History
Set amongst a picturesque network of canals and bridges, St Petersburg is known as the Venice of the North - a city rich in art and culture, with a dramatic past that's waiting to be explored.
Founded in 1703 by Peter the Great as a 'window on the West', and named in honour of St Peter, St Petersburg is testament to the grandeur of Imperial Russia under the tsars. Built on a delta, where the Neva and the Fontanka rivers meet, the city is essentially a series of islands, rivers and canals, joined by magnificent bridges, a feature which has earned it the title 'The Venice of the North' or 'City with 101 Islands'. The architecture is on an ambitious scale, and the wealth of palaces and cathedrals, boulevards and colonnaded facades painted in Mediterranean colours cannot fail to amaze you.
So too will the riches of the Russian Museum, the Winter Palace and the Hermitage, home to some of the world's greatest works of art. Ballet lovers must not miss the Mariinsky (formerly the Kirov) Ballet, and there is music and drama in abundance in a city that was home to some of the greatest Russian writers and composers.
St Petersburg is enchanting under a blanket of sparkling winter snow and fabulous in spring as the Neva ice floes break up and flow through the city. But the city is arguably at its most beautiful during June and July when, because of its northerly location, darkness never falls and the city is intoxicating under the wonders of the 'white nights'.
All these sights are on the doorstep of Angleterre Hotel. The hotel itself is within the Fontanka and overlooks St Isaac's Square and the fine cathedral, and is just a few minutes' walk from Nevsky Prospect - the thoroughfare which carves its way through the centre of the city. Laid out to the left and right of this thriving and exciting road you will find the treasures of St Petersburg, including the Hermitage Museum, the Winter Palace and Admiralty, the Kazan Cathedral, Bronze Horseman, the Russian Museum, and Mariinsky Palace. Click here to find out where to go.
The hotel itself is steeped in Russian and Soviet history. Founded in the 1840s by Napoleon Bokin, it was known as Napoleon's. In 1849, the young Leo Tolstoy stayed there when he came to join the city's university, and one of the hotel's darker claims to fame is that the brilliant young poet Sergey Esenin took his own life in room 5 in December 1925. He is commemorated in a picture in the Borsalino Brasserie.

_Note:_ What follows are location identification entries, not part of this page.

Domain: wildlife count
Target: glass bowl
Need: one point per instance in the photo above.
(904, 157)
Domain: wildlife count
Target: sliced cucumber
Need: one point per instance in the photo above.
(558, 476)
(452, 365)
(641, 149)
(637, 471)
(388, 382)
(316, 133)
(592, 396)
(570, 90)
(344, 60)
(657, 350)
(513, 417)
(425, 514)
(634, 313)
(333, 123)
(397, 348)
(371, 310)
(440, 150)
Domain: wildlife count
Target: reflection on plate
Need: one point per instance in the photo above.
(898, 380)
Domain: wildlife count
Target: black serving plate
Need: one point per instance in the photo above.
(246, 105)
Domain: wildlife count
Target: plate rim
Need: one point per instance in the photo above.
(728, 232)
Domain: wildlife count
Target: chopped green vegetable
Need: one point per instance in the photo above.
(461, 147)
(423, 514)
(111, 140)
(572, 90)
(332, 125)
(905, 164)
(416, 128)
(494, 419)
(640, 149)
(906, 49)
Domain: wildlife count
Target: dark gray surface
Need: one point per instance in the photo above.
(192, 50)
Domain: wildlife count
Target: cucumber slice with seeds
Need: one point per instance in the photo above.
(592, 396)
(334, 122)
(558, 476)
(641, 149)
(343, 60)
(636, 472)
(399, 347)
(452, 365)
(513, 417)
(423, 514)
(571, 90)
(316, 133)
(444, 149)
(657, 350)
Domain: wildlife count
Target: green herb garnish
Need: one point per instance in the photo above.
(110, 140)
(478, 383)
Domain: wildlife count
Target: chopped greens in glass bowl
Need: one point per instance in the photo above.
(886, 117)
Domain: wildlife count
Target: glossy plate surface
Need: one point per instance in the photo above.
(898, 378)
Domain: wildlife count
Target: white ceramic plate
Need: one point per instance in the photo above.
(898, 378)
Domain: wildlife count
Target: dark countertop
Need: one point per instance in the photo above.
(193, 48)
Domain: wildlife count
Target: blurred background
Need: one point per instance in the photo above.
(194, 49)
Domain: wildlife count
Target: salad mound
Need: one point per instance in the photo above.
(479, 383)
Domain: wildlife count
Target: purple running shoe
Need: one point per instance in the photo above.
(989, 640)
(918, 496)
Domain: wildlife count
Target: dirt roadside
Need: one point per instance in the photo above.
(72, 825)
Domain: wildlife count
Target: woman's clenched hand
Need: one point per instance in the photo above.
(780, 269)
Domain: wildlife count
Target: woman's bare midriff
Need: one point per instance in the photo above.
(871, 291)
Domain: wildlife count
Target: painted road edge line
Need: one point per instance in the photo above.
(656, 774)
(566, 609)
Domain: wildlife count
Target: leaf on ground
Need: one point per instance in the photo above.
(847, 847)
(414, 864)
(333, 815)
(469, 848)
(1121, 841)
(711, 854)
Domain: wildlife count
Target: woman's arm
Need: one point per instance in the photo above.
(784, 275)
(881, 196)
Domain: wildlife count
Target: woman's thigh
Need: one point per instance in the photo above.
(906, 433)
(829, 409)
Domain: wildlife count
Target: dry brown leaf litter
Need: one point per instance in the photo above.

Like St Petersburg, which has in turn been called Petrograd and Leningrad, the hotel has had several identities. At the end of the 19th century, it became known as the Anglia and finally, after the Second World War during which the German army notoriously bombarded the city for 900 days, it was named Angleterre Hotel.
In 1997 Forte Hotels carried out a major refurbishment of the hotel and now runs Angleterre Hotel under Western management. With its elegant arc-gallery, Russian works of art and Italian marble, it is one of the most luxurious and comfortable places to stay in this beautiful city.